Andrew Lloyd Webber hopes coronation anthem will be sung in churches
Composer Lord Lloyd Webber hopes his specially commissioned anthem for the coronation of King Charles III will be sung in churches.
The anthem, called "Make a Joyful Noise", is based on verses from Psalm 98.
The first live performance of the anthem was during the coronation on Saturday as Queen Camilla was enthroned.
Speaking to The Telegraph before the coronation, Lord Lloyd Webber revealed that the King had asked that the piece be "hummable" and joyful.
He also told the newspaper of his hope for the song to be sung in churches and on other happy occasions like weddings or christenings.

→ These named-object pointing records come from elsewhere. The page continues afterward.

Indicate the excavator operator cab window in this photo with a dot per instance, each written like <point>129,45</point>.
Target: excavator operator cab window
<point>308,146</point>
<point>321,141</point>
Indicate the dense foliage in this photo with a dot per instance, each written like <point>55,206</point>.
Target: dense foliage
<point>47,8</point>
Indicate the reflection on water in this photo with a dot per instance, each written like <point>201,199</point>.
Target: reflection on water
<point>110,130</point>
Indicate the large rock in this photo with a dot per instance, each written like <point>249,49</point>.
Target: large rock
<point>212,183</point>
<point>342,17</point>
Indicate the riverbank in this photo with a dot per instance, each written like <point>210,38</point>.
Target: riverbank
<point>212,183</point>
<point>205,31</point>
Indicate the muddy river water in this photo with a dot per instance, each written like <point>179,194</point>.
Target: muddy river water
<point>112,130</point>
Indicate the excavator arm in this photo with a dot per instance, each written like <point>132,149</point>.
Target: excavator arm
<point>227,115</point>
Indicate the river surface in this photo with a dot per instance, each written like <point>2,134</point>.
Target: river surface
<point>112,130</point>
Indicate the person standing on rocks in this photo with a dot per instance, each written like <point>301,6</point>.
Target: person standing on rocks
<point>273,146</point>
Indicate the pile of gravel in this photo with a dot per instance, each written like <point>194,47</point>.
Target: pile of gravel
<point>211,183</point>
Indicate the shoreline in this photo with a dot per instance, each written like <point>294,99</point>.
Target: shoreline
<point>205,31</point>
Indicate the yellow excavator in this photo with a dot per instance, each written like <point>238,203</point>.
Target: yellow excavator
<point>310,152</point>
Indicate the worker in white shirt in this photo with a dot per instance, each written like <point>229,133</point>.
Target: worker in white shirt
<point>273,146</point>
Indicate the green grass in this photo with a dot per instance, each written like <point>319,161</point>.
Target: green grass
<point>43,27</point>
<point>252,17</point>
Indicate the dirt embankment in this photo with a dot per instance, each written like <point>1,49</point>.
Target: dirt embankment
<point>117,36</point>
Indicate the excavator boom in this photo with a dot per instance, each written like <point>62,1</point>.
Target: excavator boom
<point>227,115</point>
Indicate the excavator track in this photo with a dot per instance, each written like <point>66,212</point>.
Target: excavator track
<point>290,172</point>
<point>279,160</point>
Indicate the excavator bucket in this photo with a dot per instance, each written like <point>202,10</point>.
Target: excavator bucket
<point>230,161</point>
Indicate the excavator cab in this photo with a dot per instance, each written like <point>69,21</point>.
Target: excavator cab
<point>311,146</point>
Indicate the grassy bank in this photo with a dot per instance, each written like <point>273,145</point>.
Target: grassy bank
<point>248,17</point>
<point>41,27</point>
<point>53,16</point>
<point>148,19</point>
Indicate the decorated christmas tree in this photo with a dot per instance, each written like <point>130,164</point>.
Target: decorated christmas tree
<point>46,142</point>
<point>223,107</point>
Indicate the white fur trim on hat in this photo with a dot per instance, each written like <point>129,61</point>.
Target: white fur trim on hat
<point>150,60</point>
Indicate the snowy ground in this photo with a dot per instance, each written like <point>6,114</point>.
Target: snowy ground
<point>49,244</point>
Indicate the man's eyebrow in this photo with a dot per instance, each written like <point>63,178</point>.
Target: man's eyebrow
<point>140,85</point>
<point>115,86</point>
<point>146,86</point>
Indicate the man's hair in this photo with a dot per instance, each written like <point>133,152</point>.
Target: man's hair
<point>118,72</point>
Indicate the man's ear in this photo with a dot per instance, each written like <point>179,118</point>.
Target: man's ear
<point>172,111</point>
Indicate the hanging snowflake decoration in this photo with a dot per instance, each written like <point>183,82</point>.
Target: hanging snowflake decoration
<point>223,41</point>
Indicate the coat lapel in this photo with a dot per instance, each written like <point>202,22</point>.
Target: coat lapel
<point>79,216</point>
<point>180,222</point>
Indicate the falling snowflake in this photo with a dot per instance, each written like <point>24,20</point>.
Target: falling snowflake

The anthem was released as a single by Decca Records on Saturday, with proceeds going to the Royal British Legion and Age UK.
It was secretly recorded in the studio ahead of the coronation, when a live recording was also made.
In early discussions about the anthem, Decca said that Lord Lloyd Webber and the King had talked about the writings of Solomon and the composer suggested an adaptation of Psalm 98, in which the Psalmist says to "make a joyful noise unto the Lord, all the earth: make a loud noise, and rejoice, and sing praise."
Commenting on the anthem last month, Lord Lloyd Webber said he hoped it would be sung long after the coronation.
"I hope my anthem will encourage everyone across the country to go and 'Make A Joyful Noise' in honour of this fantastic national occasion, and will be sung by many at other joyful occasions in the future," he said.